- The Willows in 1953.

Background information
- Genres: Doo-wop;
- Years active: c. 1952–1965, 1973, 1983-1989, 1998-2024

= The Willows (group) =

American vocal group

The Willows were an American doo-wop group formed in Harlem, New York, in 1952. The group was an influential musical act that performed into the mid-1960s and had a Top 20 R&B hit with "Church Bells May Ring", a song which was covered with greater commercial success by The Diamonds.

==History==

Before the Willows, the group was known as the Dovers, which originally built a reputation in Harlem nightclubs and by practicing with other Harlem doo wop acts like Gloria Lynne's all-female group the Deltones. The first line-up included members Bobby Robinson (lead vocals), Richard "Richie" Davis (tenor), Ralph Martin (tenor), Joe Martin (baritone), and John "Scooter" Steele (bass), before Robinson departed to open a record store on 125th Street where he later established Fury Records and Red Robin Records.

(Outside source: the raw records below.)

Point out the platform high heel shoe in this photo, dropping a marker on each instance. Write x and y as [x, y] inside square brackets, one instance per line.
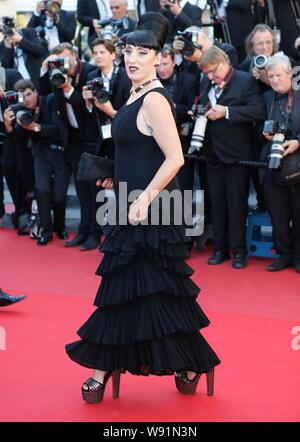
[189, 387]
[95, 390]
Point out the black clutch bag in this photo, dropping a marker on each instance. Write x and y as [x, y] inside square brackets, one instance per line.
[91, 168]
[289, 172]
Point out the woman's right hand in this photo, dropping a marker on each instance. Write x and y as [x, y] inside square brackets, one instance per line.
[107, 183]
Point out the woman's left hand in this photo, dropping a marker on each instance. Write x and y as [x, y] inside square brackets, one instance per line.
[138, 210]
[291, 146]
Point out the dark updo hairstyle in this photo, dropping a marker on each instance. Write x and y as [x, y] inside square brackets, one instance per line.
[152, 32]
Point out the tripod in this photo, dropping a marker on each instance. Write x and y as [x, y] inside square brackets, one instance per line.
[213, 4]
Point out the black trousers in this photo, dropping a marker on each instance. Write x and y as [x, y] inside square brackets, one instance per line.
[52, 175]
[229, 189]
[283, 204]
[17, 168]
[86, 193]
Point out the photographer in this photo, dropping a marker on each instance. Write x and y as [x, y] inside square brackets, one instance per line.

In 1952, aspiring boxer Tony Middleton joined the Dovers on the nightclub circuit where they became revered for their competitive charisma in battle of the bands-type performances.

Record producer Peter Doraine, present at one of the Dovers gigs, offered the group his services as manager, and change their name to the Five Willows to record the group's debut single, "Please Baby", for his PeeDee label. Soon after Doraine partnered his company with Victor Allen to form Allen Records, and record the Five Willows' follow-up "My Dear Dearest Darling" in late 1953. Even though it was a regional hit in Harlem and Los Angeles, the group's subsequent offerings on the label did not fare as well and by early 1954 Allen Records had dissolved. In June 1954, the Five Willows signed with Herald Records; however, after two unsuccessful singles, the group was cut from the roster the next year.

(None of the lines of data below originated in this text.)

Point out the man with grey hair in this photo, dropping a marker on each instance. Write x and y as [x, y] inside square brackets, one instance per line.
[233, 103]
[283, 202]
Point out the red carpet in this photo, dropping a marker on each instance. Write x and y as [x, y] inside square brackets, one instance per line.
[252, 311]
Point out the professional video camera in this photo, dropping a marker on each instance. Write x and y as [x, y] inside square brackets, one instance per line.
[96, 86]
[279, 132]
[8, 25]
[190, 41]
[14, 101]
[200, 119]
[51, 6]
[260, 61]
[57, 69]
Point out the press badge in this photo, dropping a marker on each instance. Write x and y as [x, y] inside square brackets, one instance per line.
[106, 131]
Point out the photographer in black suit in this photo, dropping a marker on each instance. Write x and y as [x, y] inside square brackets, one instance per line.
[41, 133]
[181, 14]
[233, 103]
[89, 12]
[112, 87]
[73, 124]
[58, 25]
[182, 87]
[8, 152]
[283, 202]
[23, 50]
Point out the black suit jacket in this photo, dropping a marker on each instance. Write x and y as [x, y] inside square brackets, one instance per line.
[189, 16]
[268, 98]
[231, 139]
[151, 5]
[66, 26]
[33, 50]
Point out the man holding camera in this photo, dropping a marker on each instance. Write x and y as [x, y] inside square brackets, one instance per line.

Spending all of 1955 performing, the Willows (according to music journalist Patrick Prince "they had dropped the 'Five' after Joe had overslept and missed a matinee show during an Apollo engagement") closed the year by signing with Morty Craft's newly established Melba Records. For the first recording session, the Willows brought "Church Bells May Ring" (originally titled "Church Bells"), a song their previous label rejected, and Craft had newcomer Neil Sedaka overdub chimes onto the recording. When the single was released in early 1956, it became a huge seller in New York, and charted at number 14 on the Billboard R&B chart and number 62 on the Billboard Hot 100. Had it not been for a cover version by the Diamonds, whose rendition reached number 12 nationally, the Willows' version may have obtained even more success, an issue which led to a lawsuit against Craft over royalties that the group eventually won.

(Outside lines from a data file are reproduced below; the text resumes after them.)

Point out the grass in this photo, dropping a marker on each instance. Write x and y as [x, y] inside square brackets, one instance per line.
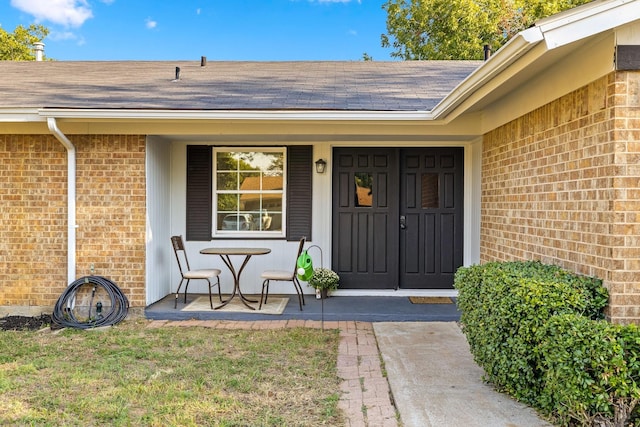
[172, 376]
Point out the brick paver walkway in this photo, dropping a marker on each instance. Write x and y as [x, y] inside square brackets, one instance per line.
[366, 398]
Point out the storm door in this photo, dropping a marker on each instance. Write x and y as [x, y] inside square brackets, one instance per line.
[397, 217]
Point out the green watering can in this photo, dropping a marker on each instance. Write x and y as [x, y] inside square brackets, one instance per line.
[305, 267]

In April 1956, the Willows appeared at the Paramount Theater in Brooklyn with other notable doo wop groups such as the Flamingos, Frankie Lymon and the Teenagers, and the Platters. Although the group never re-entered the national charts, the Willows still performed regularly and recorded with the Melba, Club, El Dorado, Gone, Warwick, and Heidi labels until they disbanded in 1965. The group also had a profound influence on the next wave of doo wop artists like the Drifters, the Harptones, and the Ladders. After a one-off performance in 1973, the Willows reunited for sporadic tours in 1983 until 1989. Surviving group members came together again in 1998 for an East coast tour and appeared on the PBS special Red White and Rock in 2002. The final line-up consisted of Tony Middleton, Desi Middleton (baritone), Richard Green (tenor), and Bill Pron (bass). Middleton died on February 7, 2024 at the age of 89.